Differential expression and pathway analysis
Nanostring nCounter nSolver 4.0 (Nanostring Technologies) with the Advanced analysis plugging (version 2.0.134) was used to perform the differential expression (DE) and pathway analysis. DE analysis includes several multivariate linear regression models to identify significant genes (mixture negative binomial, simplified negative binomial, or log-linear model). FDR p-value adjustment was performed with Benjamini–Yekutieli method (21). Statistically significant, differentially expressed genes were defined as those with expression levels corresponding to a log2 ratio >0.5 or < −0.5 and p-value < 0.05.

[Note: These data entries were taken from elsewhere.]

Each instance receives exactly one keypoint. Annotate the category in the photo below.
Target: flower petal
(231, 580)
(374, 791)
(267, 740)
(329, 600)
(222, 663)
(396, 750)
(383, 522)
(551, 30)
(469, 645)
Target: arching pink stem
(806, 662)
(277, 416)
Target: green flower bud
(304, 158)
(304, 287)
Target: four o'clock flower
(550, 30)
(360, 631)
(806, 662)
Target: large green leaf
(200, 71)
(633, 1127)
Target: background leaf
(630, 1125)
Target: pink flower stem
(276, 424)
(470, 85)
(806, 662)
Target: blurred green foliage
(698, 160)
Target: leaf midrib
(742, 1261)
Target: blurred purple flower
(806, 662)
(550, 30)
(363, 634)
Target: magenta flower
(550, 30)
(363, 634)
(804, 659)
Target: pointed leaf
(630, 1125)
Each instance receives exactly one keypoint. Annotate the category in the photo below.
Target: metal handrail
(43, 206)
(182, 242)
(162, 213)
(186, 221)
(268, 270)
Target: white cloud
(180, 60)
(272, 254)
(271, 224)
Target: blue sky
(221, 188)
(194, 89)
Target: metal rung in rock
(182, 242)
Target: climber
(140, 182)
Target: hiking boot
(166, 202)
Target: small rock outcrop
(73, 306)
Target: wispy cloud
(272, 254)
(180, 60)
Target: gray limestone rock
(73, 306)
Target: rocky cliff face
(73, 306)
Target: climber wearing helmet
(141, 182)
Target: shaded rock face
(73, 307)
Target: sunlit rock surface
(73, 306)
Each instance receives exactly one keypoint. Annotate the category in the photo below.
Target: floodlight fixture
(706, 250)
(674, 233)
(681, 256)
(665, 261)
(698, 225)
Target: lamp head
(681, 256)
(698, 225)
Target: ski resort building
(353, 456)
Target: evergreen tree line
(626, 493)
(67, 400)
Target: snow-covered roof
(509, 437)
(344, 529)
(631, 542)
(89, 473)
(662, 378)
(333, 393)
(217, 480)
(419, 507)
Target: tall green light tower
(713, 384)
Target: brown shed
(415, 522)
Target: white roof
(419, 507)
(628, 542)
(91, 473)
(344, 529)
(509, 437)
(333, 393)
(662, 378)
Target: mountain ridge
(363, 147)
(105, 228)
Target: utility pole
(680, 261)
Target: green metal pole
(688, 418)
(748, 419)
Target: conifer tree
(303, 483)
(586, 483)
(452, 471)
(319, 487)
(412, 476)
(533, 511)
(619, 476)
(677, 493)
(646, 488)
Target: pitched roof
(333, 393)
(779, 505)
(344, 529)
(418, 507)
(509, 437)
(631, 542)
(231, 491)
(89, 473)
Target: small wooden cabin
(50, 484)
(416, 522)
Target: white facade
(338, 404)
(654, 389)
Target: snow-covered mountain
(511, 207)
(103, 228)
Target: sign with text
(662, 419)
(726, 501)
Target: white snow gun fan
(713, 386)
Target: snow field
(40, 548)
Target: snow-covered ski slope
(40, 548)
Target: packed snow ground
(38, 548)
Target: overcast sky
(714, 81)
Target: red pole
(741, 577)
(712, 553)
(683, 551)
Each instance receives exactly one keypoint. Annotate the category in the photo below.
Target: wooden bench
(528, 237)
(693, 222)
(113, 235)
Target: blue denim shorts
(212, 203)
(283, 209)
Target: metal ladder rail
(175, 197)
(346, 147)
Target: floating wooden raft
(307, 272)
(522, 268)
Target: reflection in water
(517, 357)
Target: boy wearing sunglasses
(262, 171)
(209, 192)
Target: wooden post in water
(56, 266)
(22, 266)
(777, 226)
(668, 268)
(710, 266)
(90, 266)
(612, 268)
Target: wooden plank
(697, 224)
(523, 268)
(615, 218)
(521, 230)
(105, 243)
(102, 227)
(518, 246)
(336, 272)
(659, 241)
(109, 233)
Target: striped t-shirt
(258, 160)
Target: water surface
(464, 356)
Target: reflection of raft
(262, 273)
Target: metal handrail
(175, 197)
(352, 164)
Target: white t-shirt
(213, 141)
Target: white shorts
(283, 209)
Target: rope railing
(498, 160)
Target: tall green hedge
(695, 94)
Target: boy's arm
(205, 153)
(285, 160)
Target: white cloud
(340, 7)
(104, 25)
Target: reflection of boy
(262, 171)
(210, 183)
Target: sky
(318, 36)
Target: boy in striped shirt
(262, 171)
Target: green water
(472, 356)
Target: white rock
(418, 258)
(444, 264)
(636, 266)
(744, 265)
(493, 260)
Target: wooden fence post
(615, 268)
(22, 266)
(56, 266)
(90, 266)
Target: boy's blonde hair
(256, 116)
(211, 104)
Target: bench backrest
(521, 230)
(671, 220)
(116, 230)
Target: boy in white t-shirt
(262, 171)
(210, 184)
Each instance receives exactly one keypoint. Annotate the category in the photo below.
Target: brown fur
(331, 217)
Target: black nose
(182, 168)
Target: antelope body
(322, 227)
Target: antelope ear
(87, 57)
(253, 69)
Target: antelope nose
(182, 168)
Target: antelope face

Gene set analysis (GSA) is a quantitative summary of DE for gene sets. Gene set’s global significance score for a covariate is calculated as the square root of the mean squared t-statistic of genes. Global and directed significance scores were calculated for each pathway. Pathway scores were used to summarize data from a pathway's genes into a single score. Pathway scores were calculated as the first principal component of the pathway genes' normalized expression and standardized by Z scaling. Pathway scoring helps to see how pathway scores change across samples. Increasing score corresponds to mostly increasing expression.
Immune cell type profiling
The cell type profiling module in Nanostring nCounter nSolver 4.0 advanced analysis was used to quantify cell populations using marker genes. Raw cell type measurements are calculated as the log2 expression of each cell type’s marker genes and show the estimated abundances of each individual cell type between samples.